Foram muitas as queixas apresentadas ao longo da audiência. Os deputados Dorinaldo Malafaia e Josenildo, ambos do PDT do Amapá, questionaram os preços das passagens em sua região e o serviço prestado aos passageiros. Malafaia lembrou que as empresas aéreas conseguiram isenção de PIS e Cofins a partir deste ano até 2026 e nada do preço cair.
Rafael Pereira, do Ministério de Portos e Aeroportos, disse que o programa federal para compra de passagens de até R$ 200 ainda deve demorar alguns meses para ser lançado. Segundo ele, a ideia é atender a um público que não viaja de avião normalmente, principalmente aposentados que ganham até R$ 2.640.
O ministro Celso Sabino disse que o ministério e a Anac, estão buscando novas empresas estrangeiras para atuar no Brasil, mais recentemente tiveram reuniões com representantes da Arábia Saudita. O governo também estaria solicitando às empresas que façam promoções que permitam ao turista estrangeiro conhecer dois destinos brasileiros pelo preço de um. Ele ainda anunciou que será realizado o Salão Nacional do Turismo entre 15 e 17 de dezembro em Brasília.

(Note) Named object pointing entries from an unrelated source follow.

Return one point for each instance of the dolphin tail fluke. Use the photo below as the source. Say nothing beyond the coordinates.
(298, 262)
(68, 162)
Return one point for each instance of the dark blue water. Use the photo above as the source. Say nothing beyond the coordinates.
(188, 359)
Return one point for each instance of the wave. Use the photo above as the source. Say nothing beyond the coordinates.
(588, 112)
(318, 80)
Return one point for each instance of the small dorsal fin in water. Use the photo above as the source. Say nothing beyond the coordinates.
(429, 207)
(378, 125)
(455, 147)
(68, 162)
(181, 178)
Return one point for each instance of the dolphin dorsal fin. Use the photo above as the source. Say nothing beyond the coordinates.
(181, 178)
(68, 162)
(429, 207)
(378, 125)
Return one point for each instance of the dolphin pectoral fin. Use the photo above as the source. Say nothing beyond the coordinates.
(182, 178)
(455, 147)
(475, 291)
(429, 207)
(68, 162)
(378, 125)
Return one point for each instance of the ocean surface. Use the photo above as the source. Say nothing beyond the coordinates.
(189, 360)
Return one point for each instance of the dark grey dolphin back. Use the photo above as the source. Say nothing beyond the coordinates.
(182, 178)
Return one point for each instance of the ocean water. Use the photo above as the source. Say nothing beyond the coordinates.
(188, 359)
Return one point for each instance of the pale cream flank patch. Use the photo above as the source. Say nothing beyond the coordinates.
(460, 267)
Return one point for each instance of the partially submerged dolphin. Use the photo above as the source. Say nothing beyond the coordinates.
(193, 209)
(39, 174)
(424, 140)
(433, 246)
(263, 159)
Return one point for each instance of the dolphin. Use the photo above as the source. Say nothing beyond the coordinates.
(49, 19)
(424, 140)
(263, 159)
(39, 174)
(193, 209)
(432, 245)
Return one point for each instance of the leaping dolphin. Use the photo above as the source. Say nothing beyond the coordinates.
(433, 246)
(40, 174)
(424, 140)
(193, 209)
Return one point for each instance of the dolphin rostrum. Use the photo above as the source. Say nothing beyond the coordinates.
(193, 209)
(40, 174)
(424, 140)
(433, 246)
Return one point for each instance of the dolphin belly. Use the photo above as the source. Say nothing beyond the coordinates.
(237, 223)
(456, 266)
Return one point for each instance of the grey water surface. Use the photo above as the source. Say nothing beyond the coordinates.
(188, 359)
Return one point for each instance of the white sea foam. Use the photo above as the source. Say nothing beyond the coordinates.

O deputado Keniston Braga (MDB-PA) também reclamou: ‘’A região Norte é uma das que mais sofre com aeronaves sucateadas, voos com horários ruins e preços absurdos. Como representante do povo no Congresso, não concordo com várias ações das companhias aéreas, que estão prejudicando não apenas os paraenses, mas todos os brasileiros”.
“Na audiência pública, com o ministro do Turismo, Celso Sabino, e os técnicos do Ministério de Portos e Aeroportos, ficou claro o atraso para o crescimento econômico e para o desenvolvimento do turismo doméstico causado pelos preços exorbitantes das passagens aéreas. Já é hora de construirmos soluções que garantam um transporte aéreo justo para as companhias e principalmente para o povo!’’, defendeu o deputado paraense.
O autor do requerimento para a realização da audiência, deputado Josenildo (PDT-AP), citou estudo da Anac que registrou, no primeiro trimestre deste ano, o maior preço médio para o período das passagens aéreas em mais de uma década.
‘’A combinação de tarifas mais altas e opções reduzidas de voos limita o acesso ao serviço de transporte aéreo e deixa de fora do mercado um conjunto de consumidores’’, conclui o deputado.
* Reportagem: Val-André Mutran – Correspondente do Blog do Zé Dudu em Brasília.